What do You think about A Fatal Inversion (1992)?
Forgive the title, I thought, it's one of her first, you know you love her. And a book about a vaguely druggy 19 year old unexpectedly inheriting a vast English manor, populating it with friends and strangers, that's already a yes please. Then I spent the first half of the book yelling at it: stop repeating yourself, stop giving entire pages to describe a bloody copse, we've seen woods, even the deciduous forests you do describe particularly well, if endlessly - when I hit a patch of 5 pages including use of the word "ironical", I very nearly threw the book out the window. But the story hooked me despite, and while a more clever reader could have seen the twist at the end coming at them head on, there's me, mouth gaping, thinking "oh, I loved this," which I didn't. But worth slogging through the first half to get to the second, which is almost never the case!
—Gila Gila
I was drawn into this murder mystery. It was a great experience - listening to the book during my daily jogs. Am glad that I listened to the audio version because otherwise I would have just rushed through the book, in my usual speed-reading mode, sometimes even missing certain aspects. A wonderful psychological thriller, which shows how even gentle, normal people can commit crimes, if circumstances arise.

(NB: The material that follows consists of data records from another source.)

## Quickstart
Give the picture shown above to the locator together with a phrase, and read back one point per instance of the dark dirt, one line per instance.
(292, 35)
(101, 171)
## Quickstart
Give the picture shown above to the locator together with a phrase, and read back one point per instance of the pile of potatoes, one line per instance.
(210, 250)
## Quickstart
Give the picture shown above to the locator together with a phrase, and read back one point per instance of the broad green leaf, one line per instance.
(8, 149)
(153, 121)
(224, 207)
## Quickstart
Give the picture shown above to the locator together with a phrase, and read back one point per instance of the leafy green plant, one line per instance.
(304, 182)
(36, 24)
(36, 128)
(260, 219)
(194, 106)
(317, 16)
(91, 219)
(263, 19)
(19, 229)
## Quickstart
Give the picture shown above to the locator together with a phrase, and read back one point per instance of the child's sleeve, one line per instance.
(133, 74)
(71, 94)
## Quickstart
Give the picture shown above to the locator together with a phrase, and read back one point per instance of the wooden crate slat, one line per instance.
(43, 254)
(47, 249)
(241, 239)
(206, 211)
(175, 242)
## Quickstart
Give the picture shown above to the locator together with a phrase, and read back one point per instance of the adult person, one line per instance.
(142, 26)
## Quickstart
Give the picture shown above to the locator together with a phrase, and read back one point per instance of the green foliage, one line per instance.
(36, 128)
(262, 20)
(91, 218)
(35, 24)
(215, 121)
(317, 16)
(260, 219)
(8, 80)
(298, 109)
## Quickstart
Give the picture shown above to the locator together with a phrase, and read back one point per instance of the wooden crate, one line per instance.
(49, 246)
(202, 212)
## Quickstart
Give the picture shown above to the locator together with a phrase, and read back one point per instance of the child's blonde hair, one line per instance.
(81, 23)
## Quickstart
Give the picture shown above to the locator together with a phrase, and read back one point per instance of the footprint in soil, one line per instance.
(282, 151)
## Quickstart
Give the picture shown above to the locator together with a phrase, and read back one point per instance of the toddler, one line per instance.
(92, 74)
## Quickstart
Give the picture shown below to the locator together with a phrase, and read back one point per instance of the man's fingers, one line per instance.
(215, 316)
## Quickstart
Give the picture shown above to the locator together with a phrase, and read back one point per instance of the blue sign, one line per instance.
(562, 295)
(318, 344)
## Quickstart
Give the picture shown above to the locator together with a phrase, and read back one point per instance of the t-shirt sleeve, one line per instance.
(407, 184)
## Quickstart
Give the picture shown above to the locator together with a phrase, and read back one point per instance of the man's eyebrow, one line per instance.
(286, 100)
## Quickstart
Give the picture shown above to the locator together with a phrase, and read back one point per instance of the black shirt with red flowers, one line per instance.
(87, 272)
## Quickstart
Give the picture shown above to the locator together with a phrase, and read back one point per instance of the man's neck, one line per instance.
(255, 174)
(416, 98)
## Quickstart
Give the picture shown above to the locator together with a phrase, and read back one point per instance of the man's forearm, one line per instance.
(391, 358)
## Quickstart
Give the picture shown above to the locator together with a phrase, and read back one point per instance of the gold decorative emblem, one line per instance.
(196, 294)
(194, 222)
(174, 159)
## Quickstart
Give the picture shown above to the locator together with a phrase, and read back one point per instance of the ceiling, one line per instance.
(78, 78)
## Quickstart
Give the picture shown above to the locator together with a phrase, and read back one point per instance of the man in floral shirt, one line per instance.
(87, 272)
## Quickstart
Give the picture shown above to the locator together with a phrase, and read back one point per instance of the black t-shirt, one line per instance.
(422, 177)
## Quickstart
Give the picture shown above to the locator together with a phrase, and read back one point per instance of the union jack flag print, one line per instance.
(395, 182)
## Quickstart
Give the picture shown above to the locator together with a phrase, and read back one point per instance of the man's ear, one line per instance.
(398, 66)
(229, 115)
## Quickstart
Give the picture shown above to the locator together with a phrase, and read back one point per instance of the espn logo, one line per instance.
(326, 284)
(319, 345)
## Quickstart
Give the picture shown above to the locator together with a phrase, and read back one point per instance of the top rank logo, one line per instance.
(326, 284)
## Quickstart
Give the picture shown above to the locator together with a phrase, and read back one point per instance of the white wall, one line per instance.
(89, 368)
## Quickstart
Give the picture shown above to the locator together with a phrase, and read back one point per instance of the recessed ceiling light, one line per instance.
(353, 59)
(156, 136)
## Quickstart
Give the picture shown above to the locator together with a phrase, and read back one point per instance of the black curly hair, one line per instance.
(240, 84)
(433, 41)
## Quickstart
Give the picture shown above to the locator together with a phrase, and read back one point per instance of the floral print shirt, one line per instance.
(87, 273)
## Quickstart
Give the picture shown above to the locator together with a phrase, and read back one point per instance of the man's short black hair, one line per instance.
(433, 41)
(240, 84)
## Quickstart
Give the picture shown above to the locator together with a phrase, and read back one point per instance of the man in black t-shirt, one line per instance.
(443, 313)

I loved the descriptions of Acalpamos (not sure of the spelling) and wished i owned it. I would have loved a remote bungalow in the wilderness as a holiday home. I was drawn into the lives of Adam, Rufus, Zosie, Shiva and Vivian for the past few days.
—Ahtims
This is one of Barbara Vine's earlier richly crafted novels. Her writing is elegant and skillfully constructed. "A Fatal Inversion" is not an ordinary mystery with a familiar plot, it is a chilling psychological study which gives the reader insight into a horrifying murder. It is compelling and certainly thought-provoking.A landowner in the English countryside discovers an old pet cemetery on his vast property, where he finds human bones also buried. This fact and the subsequent police investigation set this story into motion. The manor house had been inherited by a nineteen year old young man previously. During an idyllic summer, he and a group of young people lived a carefree, irresponsible existence there, selling household contents to provide money for sustenance snd entertainment. It was here that the murder occured, which is evident at the outset of this book. Vine has masterfully woven this suspenseful tale back and forth from that summer to a dozen years later when the surviving members fear revelation. Character development is richly drawn, adding to the atmosphere of tension.